Crowd-Sourced Study Ranks T-Mobile Top among US Wireless Carriers

by Matt Klassen on February 3, 2016

opensignal-studyThere’s no question that efforts to parse the debate about America’s best wireless carrier are clouded by a great deal of noise, as each company touts itself as the fastest, most comprehensive, most reliable, and the most powerful. But somewhere amongst the claims, the hype, the marketing, sits the truth about who holds top spot, and according to wireless testing firm OpenSignal, that honour surprisingly goes to T-Mobile.

According to the crowd-sourced report titled “State of Mobile Networks: USA,” T-Mobile was recognized for the speed and responsiveness of its 3G network. Verizon won for its 4G coverage (no surprise there), and both carriers shared the top spot in 4G speed tests. Sprint earned one award for the latency of its 4G network, and AT&T came up empty.

In a nutshell, while Verizon still reigns supreme over the 4G LTE market among U.S. wireless carriers, T-Mobile is making strong gains. In fact, T-Mobile is closing in on AT&T when it comes to nationwide coverage, and coupled with the fact that the UnCarrier is tied with Verizon on 4G speed, and we may have a new heir apparent.

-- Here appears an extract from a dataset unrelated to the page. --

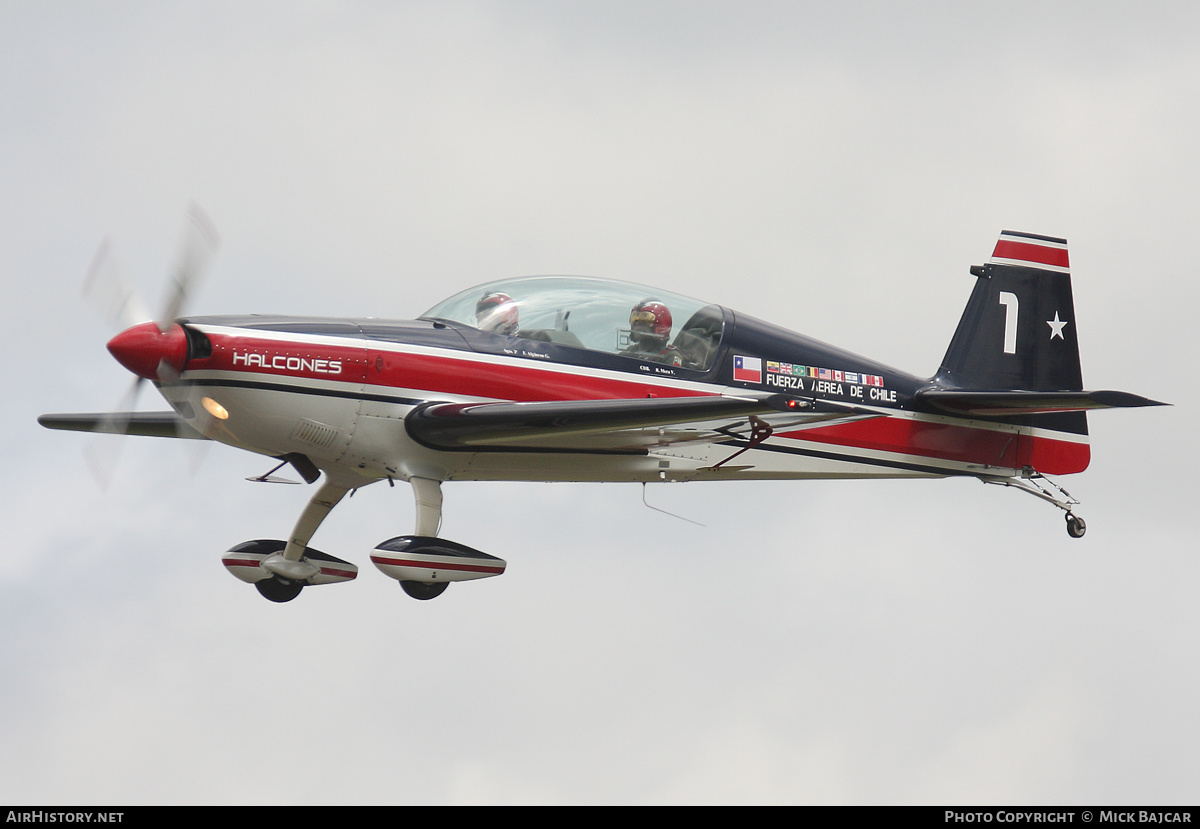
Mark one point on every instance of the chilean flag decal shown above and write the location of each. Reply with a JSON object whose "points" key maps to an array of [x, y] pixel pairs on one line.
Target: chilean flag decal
{"points": [[748, 370]]}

Unlike other such wireless research firms, OpenSignal is a crowd-sourced mobile data company, meaning that it uses the information gleaned from participants who downloaded the company’s app on their phone to create a picture of network performance across the country. For this particular study, OpenSignal used data from 180,000 people using various networks all across the country.

The most significant finding of the study, I would argue, is the information regarding network coverage, where T-Mobile still finished third, but made strong gains. According to the data, T-Mobile’s 4G coverage now stands at 81 percent, meaning that whenever users were connected, T-Mobile’s 4G subscribers were able to get a 4G signal 81.2 percent of the time. Verizon still stands at the top, boasting 86.7 coverage, while AT&T stands precariously in second, slightly ahead of T-Mobile at 82.6 percent.

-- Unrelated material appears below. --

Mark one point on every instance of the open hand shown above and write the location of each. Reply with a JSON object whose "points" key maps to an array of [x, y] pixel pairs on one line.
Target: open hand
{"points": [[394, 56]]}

In regards to average network speed, T-Mobile came in at 12.3 megabits per second, infinitesimally faster than Verizon’s 12 megabits per second. Given how close both where, OpenSignal declared it a statistical tie and gave each the 4G speed award.

“The key here is that the past year has been the year of coverage growth for us,” said a T-Mobile spokeswoman.

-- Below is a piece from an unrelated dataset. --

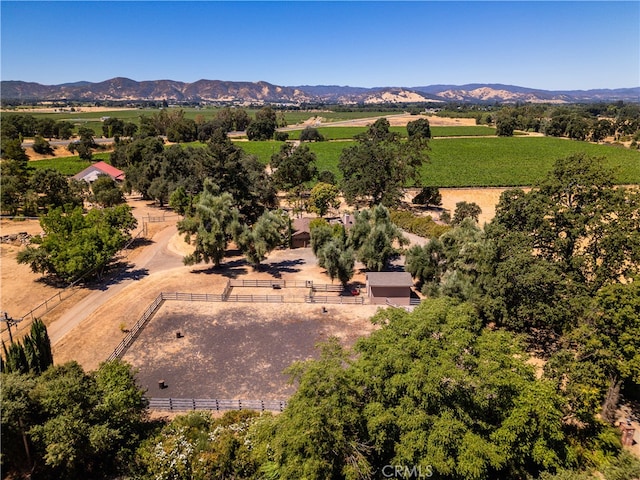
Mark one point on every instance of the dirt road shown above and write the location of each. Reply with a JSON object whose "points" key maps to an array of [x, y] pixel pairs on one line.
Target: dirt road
{"points": [[153, 259]]}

But the problem with crowd-sourcing as a testing methodology, at least according to Verizon, is that the results, particularly regarding network coverage, can be skewed. “Studies that use crowd-sourced data sound cool, but they can easily be misleading — when you can’t reliably connect to a network, there’s no way to measure its performance or speed,” said a Verizon spokesman. Simply put, you can’t benefit from T-Mobile’s speed if you can’t connect to its network, which is the case across the vast majority of rural America.

Not only that, but I’m sure the sorts of people who would participate in a crowd-sourced test would impact the results as well, as I would guess they’re more likely to be urban users, cities and other such densely populated areas where all carriers have a presence. To say that T-Mobile users connect 81 percent of the time where the network has coverage says very little about how much coverage, as in nationwide presence, the network actually has.

But as with every study of this sort, particularly ones based on crowd-sourced results, they need to be taken with a grain of salt. These are averages across the nation, meaning they could very well have little to do with network performance where you live and work, and little to do with what carrier you should ultimately choose to get the best wireless experience.